No mês em que, ano passado, se iniciou a campanha eleitoral gratuita em rádio e TV para o cargo de presidente da República, o presidente da Confederação Nacional da Indústria (CNI), Robson Braga Andrade, afirmou em palestra na Associação Comercial do Rio de Janeiro que o desempenho da indústria brasileira no segundo trimestre foi “um fracasso” e que o ano estava perdido para o setor, o qual atravessa “talvez um dos piores momentos da história”.
A situação não é muito diferente da vivida nos últimos três anos. Em 2011, o setor teve crescimento da produção de 0,4%; em 2012, queda de 2,5%; e, em 2013 passado, alta de 1,2%. Segundo a Associação Brasileira da Indústria de Máquinas (Abimaq), o segmento por ela representado está ainda pior: nos primeiros cinco meses do ano passado, as vendas foram 14% menores do que no mesmo período de 2013. Números como esses reforçam a ideia de que o País passa por uma fase de desindustrialização.
O setor industrial é considerado o motor do desenvolvimento econômico pelos efeitos que exerce para a frente e para trás na cadeia produtiva, pelo potencial de elevação da produtividade, pela maior ocorrência de mudança tecnológica e sua possibilidade de difundir esse progresso a outros setores da economia.
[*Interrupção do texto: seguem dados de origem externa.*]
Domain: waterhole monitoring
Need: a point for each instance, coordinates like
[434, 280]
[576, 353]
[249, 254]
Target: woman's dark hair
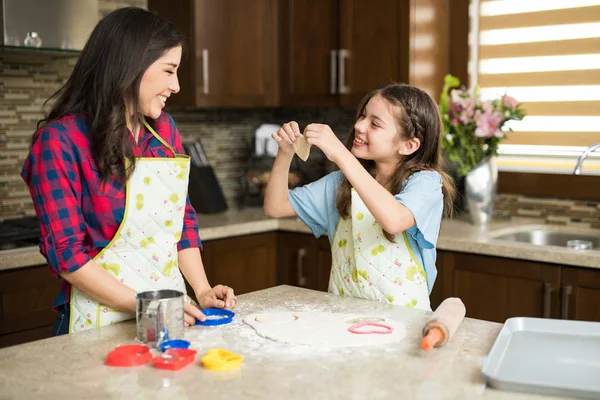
[417, 116]
[106, 79]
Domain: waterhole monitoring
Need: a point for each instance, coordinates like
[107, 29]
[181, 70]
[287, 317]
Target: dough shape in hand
[302, 148]
[322, 328]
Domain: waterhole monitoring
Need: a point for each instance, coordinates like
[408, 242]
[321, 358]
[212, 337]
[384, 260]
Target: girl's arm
[276, 202]
[393, 216]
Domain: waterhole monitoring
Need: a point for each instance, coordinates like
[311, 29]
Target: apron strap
[156, 135]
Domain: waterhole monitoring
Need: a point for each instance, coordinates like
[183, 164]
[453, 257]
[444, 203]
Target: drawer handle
[205, 78]
[332, 59]
[343, 55]
[300, 267]
[547, 299]
[567, 290]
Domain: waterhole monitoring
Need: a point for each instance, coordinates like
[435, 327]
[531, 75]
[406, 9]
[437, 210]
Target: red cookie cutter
[355, 328]
[128, 355]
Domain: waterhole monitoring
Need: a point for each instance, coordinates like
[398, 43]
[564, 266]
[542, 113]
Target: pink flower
[510, 102]
[488, 122]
Quando a indústria de um país atinge elevado padrão de sofisticação, com a produção não só de bens de consumo, mas também de bens intermediários e bens de produção, ocorre a elevação da renda percapita, a pauta de exportações é dominada por produtos industriais de grande valor agregado e a própria estrutura produtiva passa a exigir serviços mais modernos e diversificados, aumentando seu peso relativo no PIB. Alcançado esse patamar, ocorre, então, um processo de desindustrialização da economia, que é positivo e natural.
De acordo com a definição mais amplamente aceita, a desindustrialização acontece quando tanto o emprego industrial perde importância no conjunto do mercado de trabalho quanto a produção industrial perde participação no PIB. A desindustrialização pode ocorrer, portanto, quando o emprego e o PIB estão em expansão, mas a indústria contribui em menor proporção para isso.
A desindustrialização adquire caráter negativo quando ocorre de forma precoce, sem que tenha havido o pleno desenvolvimento industrial de um país. Há, então, uma reversão da pauta exportadora em direção às commodities, produtos primários ou manufaturas com baixo valor adicionado e baixo conteúdo tecnológico, algo que, segundo alguns economistas, pode ser sintoma da “doença holandesa”, numa referência ao processo de perda de competitividade da indústria da Holanda quando a subida dos preços do gás nos anos 1960 aumentou expressivamente as receitas de exportação do país, valorizando a moeda local.
Alguns economistas consideram que a desindustrialização de maneira geral não é um fator relevante para o crescimento de longo prazo, que seria resultado do processo de acumulação e do progresso tecnológico, independentemente da composição setorial da produção. Outros acreditam que, no caso brasileiro, as mudanças da economia nos últimos vinte anos, ao contrário de trazer prejuízos, favoreceram a indústria ao permitir a importação de máquinas e equipamentos tecnologicamente mais avançados, modernizando o parque industrial brasileiro e, consequentemente, a própria expansão da produção industrial.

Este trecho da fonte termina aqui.